I guess my point is, causal inference has been around for a long time whereas Causal ML just popped up a few years ago. So how is Causal ML different from Causal inference. What are the unique problem Causal ML tries to solve that Causal inference couldn't?
Learning causal effects from observational data is not straightforward, because of two reasons:
- you have strong confounder bias: treatments are not assigned at random (unlike in an active experiment setup like an RCT). Patients who are more sick will receive more treatment. And
- you never observe counterfactuals (if you treat a patient, you do not observe what would have happened if you had not treated this patient).
ML can help tackling the first issue by learning proper representations for your treated and non-treated groups. Simplified: if you manage to find representations for your control and treatment groups so that the distributions of your representations (which contain your confounding factors), you can make unbiased treatment effect estimates.
The second issue can be solved by using (semi-) synthetic data.

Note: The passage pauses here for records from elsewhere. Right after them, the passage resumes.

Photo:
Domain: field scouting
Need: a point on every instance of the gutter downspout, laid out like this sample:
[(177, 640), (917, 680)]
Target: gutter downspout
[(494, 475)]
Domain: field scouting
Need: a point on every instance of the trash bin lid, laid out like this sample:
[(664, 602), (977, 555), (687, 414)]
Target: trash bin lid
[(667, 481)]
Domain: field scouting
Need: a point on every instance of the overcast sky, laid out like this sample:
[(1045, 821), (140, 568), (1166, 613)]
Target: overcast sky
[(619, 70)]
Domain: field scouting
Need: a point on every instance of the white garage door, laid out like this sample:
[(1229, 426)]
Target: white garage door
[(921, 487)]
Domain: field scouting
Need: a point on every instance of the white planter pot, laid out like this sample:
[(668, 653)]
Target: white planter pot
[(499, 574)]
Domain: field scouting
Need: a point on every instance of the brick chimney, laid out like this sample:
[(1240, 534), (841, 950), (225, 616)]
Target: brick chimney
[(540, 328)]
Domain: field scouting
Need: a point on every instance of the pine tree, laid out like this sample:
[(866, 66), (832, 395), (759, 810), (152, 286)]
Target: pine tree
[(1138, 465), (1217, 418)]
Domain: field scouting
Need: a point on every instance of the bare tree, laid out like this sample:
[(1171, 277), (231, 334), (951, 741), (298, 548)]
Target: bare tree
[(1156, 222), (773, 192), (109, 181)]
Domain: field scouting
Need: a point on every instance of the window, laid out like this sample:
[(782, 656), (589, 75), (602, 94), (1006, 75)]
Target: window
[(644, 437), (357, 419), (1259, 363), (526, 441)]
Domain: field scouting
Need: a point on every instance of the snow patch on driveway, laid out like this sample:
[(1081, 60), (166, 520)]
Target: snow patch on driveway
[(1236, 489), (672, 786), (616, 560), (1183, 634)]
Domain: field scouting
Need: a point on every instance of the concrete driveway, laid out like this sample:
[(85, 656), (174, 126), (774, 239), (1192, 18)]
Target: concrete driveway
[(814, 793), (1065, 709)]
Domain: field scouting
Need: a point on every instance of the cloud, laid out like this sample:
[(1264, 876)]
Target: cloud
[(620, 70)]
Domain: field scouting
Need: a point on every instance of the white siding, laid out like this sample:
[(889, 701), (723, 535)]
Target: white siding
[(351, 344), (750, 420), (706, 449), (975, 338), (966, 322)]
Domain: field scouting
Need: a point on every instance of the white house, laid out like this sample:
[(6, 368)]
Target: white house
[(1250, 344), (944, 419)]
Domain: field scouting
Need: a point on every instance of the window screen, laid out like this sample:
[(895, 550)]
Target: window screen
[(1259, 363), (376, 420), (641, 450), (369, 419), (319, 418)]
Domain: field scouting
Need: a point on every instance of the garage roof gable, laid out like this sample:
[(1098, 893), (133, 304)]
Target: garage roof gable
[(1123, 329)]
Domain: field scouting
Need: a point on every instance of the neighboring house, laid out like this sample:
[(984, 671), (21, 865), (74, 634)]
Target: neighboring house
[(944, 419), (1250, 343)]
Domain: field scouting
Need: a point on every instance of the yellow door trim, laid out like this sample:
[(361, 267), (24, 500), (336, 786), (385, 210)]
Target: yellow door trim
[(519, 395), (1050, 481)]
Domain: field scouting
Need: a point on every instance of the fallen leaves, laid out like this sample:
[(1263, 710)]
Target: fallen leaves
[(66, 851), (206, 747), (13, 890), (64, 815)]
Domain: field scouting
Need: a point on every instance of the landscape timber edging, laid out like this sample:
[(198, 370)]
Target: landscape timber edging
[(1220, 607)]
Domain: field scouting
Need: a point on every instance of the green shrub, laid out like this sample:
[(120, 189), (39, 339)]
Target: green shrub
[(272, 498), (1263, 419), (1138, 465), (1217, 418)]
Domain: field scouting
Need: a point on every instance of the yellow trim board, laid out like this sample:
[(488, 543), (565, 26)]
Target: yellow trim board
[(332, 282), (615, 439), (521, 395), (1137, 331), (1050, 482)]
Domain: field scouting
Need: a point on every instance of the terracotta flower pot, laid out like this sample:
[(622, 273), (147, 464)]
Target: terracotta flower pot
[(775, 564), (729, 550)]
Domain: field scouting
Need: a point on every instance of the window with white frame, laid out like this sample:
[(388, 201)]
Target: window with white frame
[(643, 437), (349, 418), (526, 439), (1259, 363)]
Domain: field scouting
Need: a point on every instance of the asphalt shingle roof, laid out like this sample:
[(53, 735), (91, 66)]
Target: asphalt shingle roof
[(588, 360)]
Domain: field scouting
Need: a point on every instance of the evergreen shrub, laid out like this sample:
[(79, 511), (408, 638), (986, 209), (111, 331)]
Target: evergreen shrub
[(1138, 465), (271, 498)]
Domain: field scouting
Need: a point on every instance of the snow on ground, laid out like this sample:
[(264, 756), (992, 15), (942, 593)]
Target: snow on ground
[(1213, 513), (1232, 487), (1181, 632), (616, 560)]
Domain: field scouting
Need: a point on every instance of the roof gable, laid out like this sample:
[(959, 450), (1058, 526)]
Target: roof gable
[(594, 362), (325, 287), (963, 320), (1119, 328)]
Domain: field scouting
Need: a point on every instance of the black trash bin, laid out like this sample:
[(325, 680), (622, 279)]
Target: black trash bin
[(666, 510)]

Traditional casual inference was focused on cases where any confounding was caused by a known set of linear confounders. In this case, straightforward application of linear regression or other GLMs can be used to produce causal estimates. If you have a huge number of potential confounders or if you are worried about non linear terms or interactions between confounders, then those traditional approaches do not work.
Causal ML approaches have worked out the theory to allow you to use flexible machine learning estimators to remove the impact of these other variables so that you can get an unbiased estimate of the causal effect of your treatment variable.